17 Mayıs 2016
Yağmurdan kaçarken doluya tutulmak türünden bir şey olur darbenin gerçekleşmesi. Konuyu gündeme Wall Street Journal gazetesi getirdi. 17-25 Aralık sonrası Erdoğan’ın Silahlı Kuvvetler ile kurduğu ilişkinin askeri yeniden güçlendirdiğini ve Saray’da darbe endişelerinin arttığını iddia etmiş gazete.
Eğer, Pentagon ve Beyaz Saray’da çok güvenilir bir kaynakları yoksa, iddiaları uçuk denilebilir. Çünkü, Amerika ancak hayati çıkarları tehlikeye girdiğinde Türkiye’de askeri bir darbeye destek verebilir ve Türk Silahlı Kuvvetleri Amerika’nın desteği olmadan bir darbe yapamaz.
Türkiye’de New York Times’ın en parlak muhabiri olarak görev yapan Stephen Kinzer, 2013’te “Kardeşler” isimli bir kitap yazdı. Kitap, 1950’lerde Amerikan dış politikasına yön veren Dulles Kardeşler’in öyküsünü anlatıyor. Türkçesi Profil yayınlarından “Dulles Kardeşler” adıyla yayınlanan kitap, Amerikan ve uluslararası sermaye ile iç içe zenginleşen iki kardeşin ABD’nin şiddete dayalı dış politikasını nasıl kurduğunu örneklerle anlatıyor.
Komünizm korkusu ve Amerika’nın petrol çıkarları, İran’da Musaddık rejiminin, CIA Başkanı olan küçük kardeş Allen Dulles ile Dışişleri Bakanı olan ağabey John Foster Dulles tarafından düzenlenen bir operasyonla devrilmesiyle sonuçlandı.
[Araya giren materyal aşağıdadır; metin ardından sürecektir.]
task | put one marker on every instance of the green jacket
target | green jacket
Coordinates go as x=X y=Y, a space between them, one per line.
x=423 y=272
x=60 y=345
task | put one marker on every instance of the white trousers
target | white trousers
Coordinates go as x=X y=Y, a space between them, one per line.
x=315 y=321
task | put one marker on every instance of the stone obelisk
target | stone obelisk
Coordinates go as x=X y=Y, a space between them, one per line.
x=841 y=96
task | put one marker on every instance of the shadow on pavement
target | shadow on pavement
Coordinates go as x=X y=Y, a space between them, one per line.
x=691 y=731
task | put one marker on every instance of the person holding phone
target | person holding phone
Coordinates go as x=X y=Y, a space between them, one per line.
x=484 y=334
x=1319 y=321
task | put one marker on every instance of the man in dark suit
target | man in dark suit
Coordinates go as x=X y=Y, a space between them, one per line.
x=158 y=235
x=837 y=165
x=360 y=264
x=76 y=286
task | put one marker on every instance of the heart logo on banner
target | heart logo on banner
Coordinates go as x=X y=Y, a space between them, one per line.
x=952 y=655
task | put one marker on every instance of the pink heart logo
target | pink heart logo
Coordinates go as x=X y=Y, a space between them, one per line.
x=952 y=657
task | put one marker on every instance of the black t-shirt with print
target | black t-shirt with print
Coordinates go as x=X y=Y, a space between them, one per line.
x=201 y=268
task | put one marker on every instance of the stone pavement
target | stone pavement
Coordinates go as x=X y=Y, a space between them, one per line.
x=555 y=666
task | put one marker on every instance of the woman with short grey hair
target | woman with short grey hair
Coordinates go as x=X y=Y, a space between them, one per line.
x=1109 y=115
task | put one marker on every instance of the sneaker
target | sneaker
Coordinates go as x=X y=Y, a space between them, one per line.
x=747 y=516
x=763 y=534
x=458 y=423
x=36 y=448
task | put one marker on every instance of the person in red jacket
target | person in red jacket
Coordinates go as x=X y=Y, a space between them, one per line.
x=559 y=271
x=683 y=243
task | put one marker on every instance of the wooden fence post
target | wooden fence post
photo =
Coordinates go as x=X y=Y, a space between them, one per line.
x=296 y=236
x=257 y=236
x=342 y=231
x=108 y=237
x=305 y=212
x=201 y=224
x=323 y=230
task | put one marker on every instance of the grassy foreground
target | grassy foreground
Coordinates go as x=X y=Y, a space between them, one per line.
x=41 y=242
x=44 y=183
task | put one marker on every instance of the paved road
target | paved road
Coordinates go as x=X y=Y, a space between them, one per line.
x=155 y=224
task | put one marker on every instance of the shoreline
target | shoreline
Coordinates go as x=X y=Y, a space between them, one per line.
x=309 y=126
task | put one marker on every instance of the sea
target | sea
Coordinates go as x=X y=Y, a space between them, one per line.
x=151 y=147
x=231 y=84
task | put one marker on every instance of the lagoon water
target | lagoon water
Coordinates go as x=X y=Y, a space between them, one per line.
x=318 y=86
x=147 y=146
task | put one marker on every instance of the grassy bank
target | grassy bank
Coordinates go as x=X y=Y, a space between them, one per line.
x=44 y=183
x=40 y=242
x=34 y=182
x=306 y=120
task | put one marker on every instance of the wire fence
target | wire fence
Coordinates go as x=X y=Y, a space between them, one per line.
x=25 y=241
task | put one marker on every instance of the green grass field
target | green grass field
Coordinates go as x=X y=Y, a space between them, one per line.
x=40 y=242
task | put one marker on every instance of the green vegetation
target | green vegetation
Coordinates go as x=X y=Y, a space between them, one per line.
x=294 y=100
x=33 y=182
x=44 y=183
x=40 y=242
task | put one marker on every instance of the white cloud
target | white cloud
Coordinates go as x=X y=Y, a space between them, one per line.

Dulles kardeşler, Guatemala’dan Kongo’ya kadar uzanan bir coğrafyada hem Amerikan şirketlerinin hem de bu görevlere gelmeden önce sahibi oldukları dev hukuk firmasının uluslararası müşterilerinin çıkarlarını kanla korumayı başardı. Bunu yaparken de bugün Obama’nın çok şikâyetçi olduğu bakışı yerleştirdi.
Türkiye’de özellikle 12 Eylül darbesinde Amerika’nın rolü üzerine çok yazıldı ve çizildi. 12 Eylül’de gerçekleştirilen darbe, Türkiye’nin bugünkü toplumsal yapısının da temelini attı. Dulles kardeşlerin bir başka özelliği de dindarlıklarıydı. Bu bakış onların ve ülkenin dış politikasını biçimlendirdi.
Bugüne dönersek, şu anda Türkiye’nin Amerikan çıkarlarını tehdit eden bir duruşu yok. Evet, Amerikan yönetimi Erdoğan’dan hazzetmiyor. Baskıcı tavrını beğenmiyor. Ama bu darbe için geçerli bir neden değil. Sonuçta darbeyle demokrasinin gelmeyeceği de gerçek.
Üstelik bölgede ve Türkiye’de her istediğini yaptırabiliyor bu yönetime. Bunu yaparken zorlanıyor ara sıra ama bu yeni bir olgu değil. Türkiye hep zorluk çıkaran bir müttefik olmuştur. Üstelik, böyle bir darbenin altyapısını hazırlayacak olan CIA, başta Suriye olmak üzere bölgenin birçok yerinde MİT ile iş birliği yapıyor.
Türk Silahlı Kuvvetleri ulusal bir ordu kadar 60 yılı aşkın bir süredir bir NATO ordusudur. Bunu unutmamak lazım…
Erdoğan yönetiminin Amerikan şirketlerinin çıkarlarını tehlikeye sokacak bir karar ve uygulaması da yok. Rus uçağının düşürülmesinden sonra tamamen Batı’ya bağımlı hale gelmesi Amerika’nın çıkarına uygun düşüyor üstelik.
Asker açısından da aynı nedenler geçerli. Türkiye’yi sadece Türk-İslam sentezinin yaşatacağına ikna olmuş durumdalar. Tüm insan hakları ihlalleri AKP’nin üzerine kalıyor, Silahlı Kuvvetlerin imajı zarar görmüyor.
O yüzden darbe spekülasyonu yapmak sadece Saray’a yarar şu anda.